L'homme que l'on prenait pour un autre, Joël Egloff, Buchet-Chastel, 2008
Le narrateur est un homme au physique commun. Tellement commun que tout le monde le prend pour un autre, une personne de sa connaissance, le présentateur de la météo, parfois quelqu'un de très proche. Ces quiproquos débouchent évidemment sur des situations diverses et burlesques.
A le lire, je me suis dit : "je vais résumer ce livre en une phrase : de l'art de ne rien dire en 200 pages, mais avec talent !" Et puis, réflexion faite, aux détours des situations loufoques, Egloff aborde sans qu'il n'y paraisse, la solitude, la vieillesse, l'usure du couple. Tout cela par touches délicates et fines.

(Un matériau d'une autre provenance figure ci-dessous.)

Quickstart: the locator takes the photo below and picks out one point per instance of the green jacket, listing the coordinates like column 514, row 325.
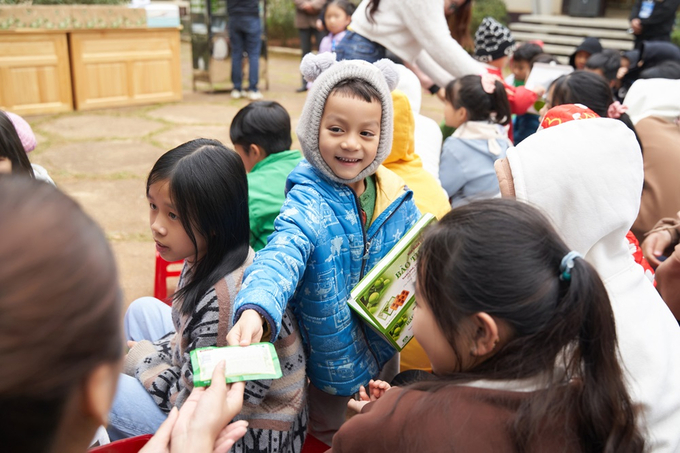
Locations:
column 266, row 193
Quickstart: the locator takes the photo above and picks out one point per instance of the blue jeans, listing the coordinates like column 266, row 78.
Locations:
column 147, row 318
column 356, row 47
column 245, row 36
column 134, row 412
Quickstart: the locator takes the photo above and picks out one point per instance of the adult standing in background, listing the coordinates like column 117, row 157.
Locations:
column 652, row 20
column 415, row 30
column 245, row 34
column 306, row 15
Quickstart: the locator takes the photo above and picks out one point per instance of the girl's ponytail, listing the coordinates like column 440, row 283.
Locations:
column 606, row 419
column 483, row 97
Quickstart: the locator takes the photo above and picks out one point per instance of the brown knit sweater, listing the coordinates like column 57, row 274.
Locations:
column 456, row 418
column 275, row 409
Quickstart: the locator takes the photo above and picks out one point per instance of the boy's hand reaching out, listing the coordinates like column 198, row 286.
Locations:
column 247, row 330
column 376, row 389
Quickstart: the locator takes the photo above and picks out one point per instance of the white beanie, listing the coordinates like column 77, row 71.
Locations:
column 326, row 73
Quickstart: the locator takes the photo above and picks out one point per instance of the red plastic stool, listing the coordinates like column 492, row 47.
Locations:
column 160, row 286
column 131, row 445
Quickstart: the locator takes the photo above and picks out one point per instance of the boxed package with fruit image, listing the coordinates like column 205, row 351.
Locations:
column 385, row 297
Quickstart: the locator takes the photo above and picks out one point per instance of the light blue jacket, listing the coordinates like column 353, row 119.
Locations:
column 319, row 250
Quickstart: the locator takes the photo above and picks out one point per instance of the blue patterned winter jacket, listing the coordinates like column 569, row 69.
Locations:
column 319, row 250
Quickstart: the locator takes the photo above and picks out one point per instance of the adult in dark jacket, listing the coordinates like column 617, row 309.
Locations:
column 652, row 20
column 245, row 32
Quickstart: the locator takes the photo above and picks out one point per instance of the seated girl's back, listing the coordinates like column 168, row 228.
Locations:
column 526, row 359
column 205, row 222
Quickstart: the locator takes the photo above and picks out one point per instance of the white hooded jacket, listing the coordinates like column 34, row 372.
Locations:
column 587, row 177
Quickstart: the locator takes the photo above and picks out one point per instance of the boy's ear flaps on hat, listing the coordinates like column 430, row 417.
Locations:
column 326, row 73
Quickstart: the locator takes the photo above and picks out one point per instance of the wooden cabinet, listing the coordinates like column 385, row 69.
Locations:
column 113, row 68
column 34, row 72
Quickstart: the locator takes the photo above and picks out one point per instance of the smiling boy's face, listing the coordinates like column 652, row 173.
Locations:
column 349, row 135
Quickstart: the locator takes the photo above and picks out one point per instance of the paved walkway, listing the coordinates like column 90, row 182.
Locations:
column 102, row 158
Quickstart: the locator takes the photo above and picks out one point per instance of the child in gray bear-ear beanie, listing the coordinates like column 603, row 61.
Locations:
column 343, row 213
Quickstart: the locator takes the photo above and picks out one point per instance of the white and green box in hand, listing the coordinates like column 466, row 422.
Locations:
column 385, row 297
column 242, row 363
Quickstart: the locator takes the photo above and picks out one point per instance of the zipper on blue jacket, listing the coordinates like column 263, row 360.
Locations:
column 367, row 243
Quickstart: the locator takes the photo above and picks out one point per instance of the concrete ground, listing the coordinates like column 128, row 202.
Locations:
column 101, row 158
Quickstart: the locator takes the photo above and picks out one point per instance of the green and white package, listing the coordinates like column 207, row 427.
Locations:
column 243, row 363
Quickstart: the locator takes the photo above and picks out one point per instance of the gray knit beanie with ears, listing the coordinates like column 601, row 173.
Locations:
column 326, row 73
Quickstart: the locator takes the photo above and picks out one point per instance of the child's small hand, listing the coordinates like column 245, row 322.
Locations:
column 356, row 406
column 247, row 330
column 376, row 389
column 539, row 90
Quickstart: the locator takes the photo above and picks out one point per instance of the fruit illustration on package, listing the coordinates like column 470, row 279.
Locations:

En outre, il use d'un genre que j'adore : l'absurde, les répétitions, les réflexions internes du narrateur poussées à l'extrême, la moindre futilité amenant une réflexion longue, profonde et inutile.
Malgré le manque de lien entre les chapitres -on pourrait croire plus à des nouvelles impliquant le même personnage qu'à un roman-, j'ai savouré cette lecture à sa juste valeur. Egloff a une écriture fluide, claire, non exempte d'une certaine poésie qui rend son histoire vraiment attrayante.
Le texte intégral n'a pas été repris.